Chapter 1: History, Theory, & Research Strategies

    "Give me a long shot of whiskey and a short shot of gin.
    I've got a long way to go and a short time to make it in."
    Freely adapted from one of many versions of The Signifying Monkey.

    "If my daddy had ever thought that any of us were even dreaming about not finishing school, he would have probably killed us in our sleep. He got sent to work in the coal mines when he was 6 years old and never learned to read,  the rest of his life. He was relieved when World War II started because it got him out of the mine."

The speaker is a good friend of mine whose daddy grew up in the Old South. Whether we think about it or not, a lot of the values that we use when raising children are based upon both good and bad things that happened to us when we were growing up.

 

    "Of course your mother was let out of school when it was time to pick cotton. I don't know if she ever went into the fields and picked any, but no children went to school during the cotton harvest."

My father told me this about my mother's life about 25 years after she died.

    This semester, we are covering 19 chapters of material in less than 19 weeks. We have a very long way to go and a relatively short time to make it in. Since Developmental Psychology is about people, each lecture will begin with one or more true stories or quotes from real people to try to put a face on the variety of developmental issues that we will all face if we live long enough.

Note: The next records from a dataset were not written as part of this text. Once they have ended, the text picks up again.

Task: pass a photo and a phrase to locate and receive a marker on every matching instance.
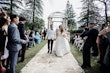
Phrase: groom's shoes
(48, 51)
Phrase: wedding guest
(21, 27)
(51, 36)
(90, 42)
(14, 43)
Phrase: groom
(51, 35)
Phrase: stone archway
(60, 18)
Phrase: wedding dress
(62, 46)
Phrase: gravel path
(49, 63)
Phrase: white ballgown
(62, 46)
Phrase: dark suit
(89, 43)
(21, 28)
(13, 45)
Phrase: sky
(51, 6)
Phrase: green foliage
(78, 55)
(11, 5)
(90, 13)
(69, 13)
(29, 55)
(37, 25)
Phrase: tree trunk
(11, 7)
(88, 16)
(106, 15)
(33, 15)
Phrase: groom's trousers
(50, 43)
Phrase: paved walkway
(49, 63)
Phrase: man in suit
(90, 42)
(51, 35)
(14, 43)
(21, 27)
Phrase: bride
(62, 46)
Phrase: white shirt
(51, 34)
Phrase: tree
(35, 7)
(69, 13)
(106, 3)
(90, 13)
(11, 5)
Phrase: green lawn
(29, 55)
(78, 55)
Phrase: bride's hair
(61, 28)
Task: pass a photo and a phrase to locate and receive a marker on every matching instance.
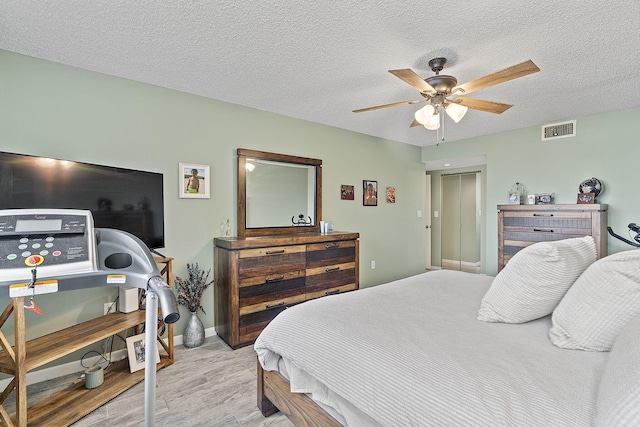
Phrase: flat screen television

Some of us will have to experience or have already experienced most of the issues in the book; others, by either accident or choice, will not face marriage, rearing children, or dealing with elderly parents and their inevitable deaths. To me, a full life is often an exciting or stressful one, depending upon one's philosophical orientation. The image that comes to mind is the scene in Parenthood where Steve Martin has a mental image of a roller coaster as his son does not perform as well as he had hoped at a school pageant. If you can force yourself to be an existentialist (it's very difficult and takes lots of practice), even tragic events are interesting. A friend who is an existentialist asked me if I was with my mother when she died. When I said "yes," he said, "That must have been interesting." Rather than being offended, I thought for a moment and realized that it was interesting in addition to being merely tragic. By the way, this cold-sounding individual went to the trouble of sending his own mother to my mother's funeral, which was in the middle of nowhere, Tennessee.

    Human development is the field of study devoted to understanding both constancy and change throughout the lifespan. The research in this field is both practical (applied) and scientific. This field is also interdisciplinary; it draws from people who are trained in education, medicine, psychology, anthropology, and a variety of other areas too numerous to mention here. As an example, I am on a moral development listserv that is international. I read emails from people who are training teachers and are upset because the current class seems to be amoral and are wondering what to do to make them MORE moral before they unleash them to be role models for our children; other emails discuss the measurement of emotion by scientific instruments when a moral decision is made. Of course, in developmental psychology as in other branches of psychology we rely on theories, which are integrated, organized sets of statements that try to describe, explain, and predict behavior. Theories are ONLY theories; they are meant to give structure and coherence to our thoughts, but they are not the Ten Commandments and are always subject to change or revisions when more accurate or insightful information becomes available.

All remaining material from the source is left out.